Ethical Hackers Seek to Keep Olympic Games Safe
More than 200,000 hours were logged in by Atos, the lead technology company in charge of cyber-security for the Olympic Games, for simulated attacks on their IT infrastructure. With over 11,500 computers and servers across Britain, Atos starts running its Olympic Technology Operations Center next week.
The company recruited “ethical hackers” to carry out a series of attacks aimed at finding security flaws that could be exploited. With around 12 million potential cyber security issues identified at the Beijing Olympics in 2008, roughly 14 million are expected at this year’s Olympics.
“We are using ethical hackers for that, we are using external companies, we are using people from our own company who are specialized in that kind of activity,” said Michele Hyron, chief integrator at Atos. “We are preparing ourselves in terms of testing to cover all the kind of threats to the Olympic Games.“
Atos believes their systems are hacker-proof and that the $775 million (a quarter of the London Olympic organizing committee’s overall budget of $3.1 billion) was put to good use. Detecting threats down to the millisecond and neutralizing possible attacks is the company’s top priority, said Patrick Adiba, executive vice president at Atos.

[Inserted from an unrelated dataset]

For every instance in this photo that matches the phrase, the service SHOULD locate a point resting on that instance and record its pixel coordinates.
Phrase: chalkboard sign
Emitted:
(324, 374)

“It is very unlikely, as it all operates on a very secure network. It would be quite complicated to get into this network without being detected,” said Adiba. “I can never be 100 percent, but it is close to 100 percent.
Although current threats involve online fraud, it’s possible that hackers might resort to more extreme measures once the event kick-starts, warns Britain’s minister responsible for cyber terrorism, Francis Maude.